J’ai une certaine admiration distante pour les militantes, du coup : comment peut-on être sûre de son coup jusque dans la casuistique la plus détaillée ? J’ai conscience que si tout le monde était comme moi, je n’aurais probablement pas la vie que j’ai aujourd’hui, et suis reconnaissante aux femmes du passé de s’être bougées… sans réussir à me persuader de les imiter d’une manière ou d’une autre, rebutée par la rigidification de la pensée qui semble inhérente au militantisme. C’est peut-être un moindre mal, mais je ne peux me résoudre à la lecture systématique que cela implique, à tout interpréter selon la même grille et à faire des amalgames par mesure préventive. Quand je lis des articles sur le harcèlement de rue, par exemple, je suis toujours gênée par les témoignages qui mettent dans le même sac les injures ou les remarques lourdes et répétitives, avec la simple adresse, suspectée de dévier (comme si, dans le doute, plus personne n’avait le droit de vous adresser la parole dans un espace public). Je suis également perplexe, parfois, sur l’accusation de sexisme qui accueille toute distinction sexuée : le problème n’est pas la distinction mais la discrimination (même si la première est indispensable à la seconde).

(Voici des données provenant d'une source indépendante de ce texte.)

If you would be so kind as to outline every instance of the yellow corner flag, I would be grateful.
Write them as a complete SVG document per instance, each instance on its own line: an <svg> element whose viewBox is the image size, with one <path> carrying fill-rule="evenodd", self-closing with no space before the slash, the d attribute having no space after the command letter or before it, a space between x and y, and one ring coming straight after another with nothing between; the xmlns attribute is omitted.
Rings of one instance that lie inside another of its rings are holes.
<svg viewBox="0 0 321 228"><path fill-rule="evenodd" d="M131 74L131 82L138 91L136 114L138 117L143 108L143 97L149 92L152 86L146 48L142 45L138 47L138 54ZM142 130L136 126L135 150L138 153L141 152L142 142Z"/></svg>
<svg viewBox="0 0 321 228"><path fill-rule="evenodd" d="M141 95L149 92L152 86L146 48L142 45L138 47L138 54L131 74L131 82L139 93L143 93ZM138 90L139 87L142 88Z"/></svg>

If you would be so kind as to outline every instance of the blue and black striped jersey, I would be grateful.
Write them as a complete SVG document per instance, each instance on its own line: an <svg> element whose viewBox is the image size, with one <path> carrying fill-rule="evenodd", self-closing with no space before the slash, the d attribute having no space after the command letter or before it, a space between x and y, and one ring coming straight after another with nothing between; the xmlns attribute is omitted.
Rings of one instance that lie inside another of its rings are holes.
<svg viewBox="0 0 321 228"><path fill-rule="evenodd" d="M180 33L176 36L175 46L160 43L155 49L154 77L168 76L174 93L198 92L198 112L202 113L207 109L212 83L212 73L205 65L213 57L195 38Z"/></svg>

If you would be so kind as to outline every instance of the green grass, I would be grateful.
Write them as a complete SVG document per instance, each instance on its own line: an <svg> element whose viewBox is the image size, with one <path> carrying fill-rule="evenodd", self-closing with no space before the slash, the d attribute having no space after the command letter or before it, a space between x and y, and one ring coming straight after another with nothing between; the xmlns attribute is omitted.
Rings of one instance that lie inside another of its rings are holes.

J’en deviens incapable de prendre une position en général, réduite à réagir à des cas particuliers, comme la fois où ma collègue-manager m’a demandé si j’avais parmi mes contacts quelqu’un qui ferait le job pour le poste de formateur : J., réponds-je après réflexion. Le prénom, sans équivoque féminin, la fait tiquer ; il faudrait un homme. Je demande pourquoi, suspectant une préférence des clients, à quoi je n’aurais pas grand-chose à répondre (une entreprise n’est pas là pour changer les mentalités, mais pour faire de l’argent, alors si ses clients préfèrent être formé par un homme, c’est triste, mais il y a un intérêt économique à leur donner ce qu’ils veulent). Même pas : le boss veut quelqu’un qui n’a pas de famille et reste mobile, car appelé à se déplacer très régulièrement. Un peu estomaquée que ma collègue ne le soit pas, je fais remarquer que c’était un style de vie qui était recherché, pas un sexe : notre collègue masculin, tout homme soit-il, part à 17h pétantes presque tous les soirs pour récupérer ses filles ; mon amie J., qui ne veut pas d’enfant, n’a pas hésité une seule seconde à planter son copain pour prendre un CDD de près d’un an de l’autre côté de la Méditerranée… Je ne saurai jamais si ma parole a eu un quelconque effet : aucun formateur supplémentaire n’a été engagé, et c’est ma collègue, mère de deux jeunes enfants, qui vient en renfort lorsque le calendrier est chargé. Enfin un petit effet, quand même : celui de me rappeler que rien n’est acquis, même avec des personnes très éduquée, dans une entreprise qui chouchoute ses salariés (j’ai eu un clavier ergonomique dès que je me suis plainte d’une tendinite – et un deuxième après que j’ai renversé ma tasse de thé sur le premier…).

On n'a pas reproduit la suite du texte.